Monday 22 September 2014

reasons

believe me when i say i have my reasons to take hiatus from everything.
first thing u need to know about me is that i dont like attention. i do like it for a short period of time but then i feel that i tend to stray away from who i truly am to maintain the current standards of me that they're seeing. i feel that i can't do this or do that because im scared that i'll become fat or lose my image in front of everyone. i start restricting myself, and i start seeing myself in perspective of how other's view me.
and eventually i get tired.
so tired of maybe craving attention and/or wanting more attention.. i guess that's the thing, i start changing myself to become the person i'm not.... i start binge eating cos i'm consuming way too little everyday and i start eating at night because i get so so so hungry from not eating properly in the day. i stop exercising because im scared of getting bulky and my legs build muscles rly rly fast. im scared ill lose the only feature of myself that i like and end up having big legs. i crave the body that i used to have because everyone liked it so much more, which made me want it even more.
and i didn't realise how much i'm emotionally hurting myself.
today i used my big bulky quads and hamstrings to give myself a good 5km run. and i did it below 30 minutes. i deleted twitter and insta and fb so i know that the only reason why i ran so fast or well is because im getting stronger, and not to be a people please-r or impress anyone.
and yes, i may be getting bigger, but who the fuck cares when my body is enjoying it?
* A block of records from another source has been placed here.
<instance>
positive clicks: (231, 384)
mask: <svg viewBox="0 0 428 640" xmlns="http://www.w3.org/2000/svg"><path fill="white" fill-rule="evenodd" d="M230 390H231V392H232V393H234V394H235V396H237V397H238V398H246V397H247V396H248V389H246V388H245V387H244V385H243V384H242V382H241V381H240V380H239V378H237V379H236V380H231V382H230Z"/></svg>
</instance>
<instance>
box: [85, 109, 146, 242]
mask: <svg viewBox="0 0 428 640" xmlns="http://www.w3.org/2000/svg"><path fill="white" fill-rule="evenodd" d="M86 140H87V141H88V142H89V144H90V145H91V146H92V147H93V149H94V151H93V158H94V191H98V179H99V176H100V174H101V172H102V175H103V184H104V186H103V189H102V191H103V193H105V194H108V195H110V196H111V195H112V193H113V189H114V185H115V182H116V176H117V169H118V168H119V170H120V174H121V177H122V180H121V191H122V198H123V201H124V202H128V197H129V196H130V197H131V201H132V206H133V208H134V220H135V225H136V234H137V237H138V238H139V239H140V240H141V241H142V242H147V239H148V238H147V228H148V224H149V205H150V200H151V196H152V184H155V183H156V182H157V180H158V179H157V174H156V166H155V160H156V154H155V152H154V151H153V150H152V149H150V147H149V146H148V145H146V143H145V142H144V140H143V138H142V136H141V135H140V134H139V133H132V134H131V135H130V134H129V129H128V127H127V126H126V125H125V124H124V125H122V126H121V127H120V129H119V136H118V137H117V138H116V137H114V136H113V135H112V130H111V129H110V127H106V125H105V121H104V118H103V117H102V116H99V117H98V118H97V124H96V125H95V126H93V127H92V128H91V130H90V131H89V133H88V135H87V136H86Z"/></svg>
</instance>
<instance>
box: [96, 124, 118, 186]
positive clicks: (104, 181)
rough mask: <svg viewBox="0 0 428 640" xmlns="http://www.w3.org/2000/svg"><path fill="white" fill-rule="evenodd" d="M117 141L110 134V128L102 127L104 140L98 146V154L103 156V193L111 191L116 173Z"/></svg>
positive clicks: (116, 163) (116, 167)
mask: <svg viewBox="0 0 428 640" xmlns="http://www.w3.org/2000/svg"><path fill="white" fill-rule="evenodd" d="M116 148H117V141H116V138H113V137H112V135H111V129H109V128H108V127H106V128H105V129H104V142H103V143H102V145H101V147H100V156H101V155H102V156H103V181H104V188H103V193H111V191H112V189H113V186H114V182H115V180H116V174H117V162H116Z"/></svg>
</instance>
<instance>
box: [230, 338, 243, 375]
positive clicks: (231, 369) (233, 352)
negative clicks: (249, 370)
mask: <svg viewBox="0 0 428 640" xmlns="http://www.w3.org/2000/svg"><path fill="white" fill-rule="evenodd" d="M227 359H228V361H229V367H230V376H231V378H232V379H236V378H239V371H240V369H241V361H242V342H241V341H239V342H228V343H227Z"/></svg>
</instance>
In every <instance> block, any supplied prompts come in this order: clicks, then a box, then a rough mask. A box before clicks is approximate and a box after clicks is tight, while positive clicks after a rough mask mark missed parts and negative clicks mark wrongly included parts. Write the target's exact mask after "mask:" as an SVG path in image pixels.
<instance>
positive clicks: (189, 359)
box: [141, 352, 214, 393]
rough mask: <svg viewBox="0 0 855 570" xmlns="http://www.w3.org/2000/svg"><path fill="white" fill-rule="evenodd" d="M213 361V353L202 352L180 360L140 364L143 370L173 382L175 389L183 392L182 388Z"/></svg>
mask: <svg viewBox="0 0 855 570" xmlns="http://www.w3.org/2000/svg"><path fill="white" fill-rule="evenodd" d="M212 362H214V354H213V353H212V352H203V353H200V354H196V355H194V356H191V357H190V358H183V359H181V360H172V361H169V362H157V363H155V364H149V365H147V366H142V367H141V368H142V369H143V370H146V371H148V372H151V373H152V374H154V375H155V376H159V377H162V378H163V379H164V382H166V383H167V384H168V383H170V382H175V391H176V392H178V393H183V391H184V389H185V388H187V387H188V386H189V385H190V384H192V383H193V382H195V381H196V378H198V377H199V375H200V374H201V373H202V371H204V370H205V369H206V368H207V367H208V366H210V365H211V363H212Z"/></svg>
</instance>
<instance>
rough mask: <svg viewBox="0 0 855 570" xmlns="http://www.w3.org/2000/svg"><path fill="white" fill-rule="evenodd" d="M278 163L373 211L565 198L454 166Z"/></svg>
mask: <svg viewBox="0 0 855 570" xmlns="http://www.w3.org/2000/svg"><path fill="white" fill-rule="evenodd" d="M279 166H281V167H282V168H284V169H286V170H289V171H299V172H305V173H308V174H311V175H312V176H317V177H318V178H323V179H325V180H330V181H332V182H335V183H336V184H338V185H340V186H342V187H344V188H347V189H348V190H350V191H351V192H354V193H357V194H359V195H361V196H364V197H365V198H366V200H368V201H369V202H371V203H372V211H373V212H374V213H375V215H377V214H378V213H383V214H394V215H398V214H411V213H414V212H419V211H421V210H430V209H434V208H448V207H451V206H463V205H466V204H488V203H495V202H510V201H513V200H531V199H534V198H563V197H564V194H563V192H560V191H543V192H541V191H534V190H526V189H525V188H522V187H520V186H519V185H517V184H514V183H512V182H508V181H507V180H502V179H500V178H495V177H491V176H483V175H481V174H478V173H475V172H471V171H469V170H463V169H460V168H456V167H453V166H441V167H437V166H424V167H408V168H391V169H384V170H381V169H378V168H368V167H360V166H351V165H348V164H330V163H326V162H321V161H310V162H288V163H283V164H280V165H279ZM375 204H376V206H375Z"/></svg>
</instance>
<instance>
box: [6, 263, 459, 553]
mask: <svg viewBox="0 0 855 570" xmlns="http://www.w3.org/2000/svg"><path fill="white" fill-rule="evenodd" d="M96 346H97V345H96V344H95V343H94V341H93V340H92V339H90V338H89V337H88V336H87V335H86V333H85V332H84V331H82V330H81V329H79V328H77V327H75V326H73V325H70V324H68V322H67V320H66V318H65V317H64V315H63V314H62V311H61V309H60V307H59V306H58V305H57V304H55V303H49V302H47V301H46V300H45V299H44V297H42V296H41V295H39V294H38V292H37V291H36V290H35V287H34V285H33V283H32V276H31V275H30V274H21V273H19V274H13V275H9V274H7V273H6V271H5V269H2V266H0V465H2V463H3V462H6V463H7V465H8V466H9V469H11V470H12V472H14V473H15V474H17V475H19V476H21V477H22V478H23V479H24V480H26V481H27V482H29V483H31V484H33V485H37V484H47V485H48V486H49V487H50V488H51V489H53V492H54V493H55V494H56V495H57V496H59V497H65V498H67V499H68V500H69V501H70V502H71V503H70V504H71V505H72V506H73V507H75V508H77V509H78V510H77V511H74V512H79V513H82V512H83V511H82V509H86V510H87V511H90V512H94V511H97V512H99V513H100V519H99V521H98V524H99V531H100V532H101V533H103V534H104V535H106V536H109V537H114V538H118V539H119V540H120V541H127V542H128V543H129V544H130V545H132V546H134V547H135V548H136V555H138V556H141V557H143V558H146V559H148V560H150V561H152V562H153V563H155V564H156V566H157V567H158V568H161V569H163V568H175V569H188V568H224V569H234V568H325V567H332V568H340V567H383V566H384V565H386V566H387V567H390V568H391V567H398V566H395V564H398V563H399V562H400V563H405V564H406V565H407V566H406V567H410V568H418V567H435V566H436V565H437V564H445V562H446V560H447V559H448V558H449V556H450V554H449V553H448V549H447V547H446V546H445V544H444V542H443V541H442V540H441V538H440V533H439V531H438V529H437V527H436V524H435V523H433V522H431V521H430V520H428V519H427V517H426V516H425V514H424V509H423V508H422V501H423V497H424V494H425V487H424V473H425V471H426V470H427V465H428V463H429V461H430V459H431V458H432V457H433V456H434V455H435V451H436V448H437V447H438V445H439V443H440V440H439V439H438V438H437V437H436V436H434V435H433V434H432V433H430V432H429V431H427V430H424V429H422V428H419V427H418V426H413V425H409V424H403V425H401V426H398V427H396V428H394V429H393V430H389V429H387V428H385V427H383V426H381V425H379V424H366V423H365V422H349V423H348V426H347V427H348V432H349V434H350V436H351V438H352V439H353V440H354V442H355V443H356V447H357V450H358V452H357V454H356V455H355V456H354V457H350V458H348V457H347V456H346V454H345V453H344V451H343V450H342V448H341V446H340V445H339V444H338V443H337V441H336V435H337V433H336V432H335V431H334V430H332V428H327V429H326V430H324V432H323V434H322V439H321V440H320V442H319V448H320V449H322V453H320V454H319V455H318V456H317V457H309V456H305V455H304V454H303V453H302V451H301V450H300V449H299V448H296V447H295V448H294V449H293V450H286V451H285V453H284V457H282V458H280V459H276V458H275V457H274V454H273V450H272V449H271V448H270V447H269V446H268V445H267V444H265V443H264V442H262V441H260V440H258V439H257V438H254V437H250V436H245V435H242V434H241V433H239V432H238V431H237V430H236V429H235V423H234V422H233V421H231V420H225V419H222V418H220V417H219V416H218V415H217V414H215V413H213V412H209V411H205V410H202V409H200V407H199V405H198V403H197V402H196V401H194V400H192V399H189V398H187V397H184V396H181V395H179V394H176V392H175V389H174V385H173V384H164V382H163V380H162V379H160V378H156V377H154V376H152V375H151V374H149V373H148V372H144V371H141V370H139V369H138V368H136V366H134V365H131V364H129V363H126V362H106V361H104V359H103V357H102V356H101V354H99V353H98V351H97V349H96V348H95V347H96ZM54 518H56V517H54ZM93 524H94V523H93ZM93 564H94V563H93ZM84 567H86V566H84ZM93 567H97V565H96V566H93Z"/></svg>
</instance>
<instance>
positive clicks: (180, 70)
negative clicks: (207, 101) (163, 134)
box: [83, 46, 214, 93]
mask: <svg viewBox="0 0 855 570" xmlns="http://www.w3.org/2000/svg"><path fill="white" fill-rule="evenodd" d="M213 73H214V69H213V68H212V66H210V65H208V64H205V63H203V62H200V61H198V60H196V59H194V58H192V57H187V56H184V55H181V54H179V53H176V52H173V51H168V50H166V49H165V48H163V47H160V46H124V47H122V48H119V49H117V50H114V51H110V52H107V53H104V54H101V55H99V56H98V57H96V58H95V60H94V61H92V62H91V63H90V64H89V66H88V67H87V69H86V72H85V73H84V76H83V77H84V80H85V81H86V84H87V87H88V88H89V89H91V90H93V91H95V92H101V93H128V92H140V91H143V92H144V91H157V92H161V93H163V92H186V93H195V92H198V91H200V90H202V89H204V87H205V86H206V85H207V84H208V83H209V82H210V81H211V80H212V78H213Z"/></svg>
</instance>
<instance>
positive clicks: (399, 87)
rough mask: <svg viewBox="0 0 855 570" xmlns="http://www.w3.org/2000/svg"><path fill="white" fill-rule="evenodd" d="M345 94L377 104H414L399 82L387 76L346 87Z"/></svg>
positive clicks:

its good to know that 3 days away from social media has given me so much time for self discovery...
can't imagine how great i'll start to feel in a few weeks' time..
till then, im slowly building myself up...
happy is a state of mind, and i want to make it permanent. having a good body is just one way to make me happy. it's part of my goal, NOT my goal. There are so many more factors that come together to form a happy state of mind, and slowly but surely, i will get there one day.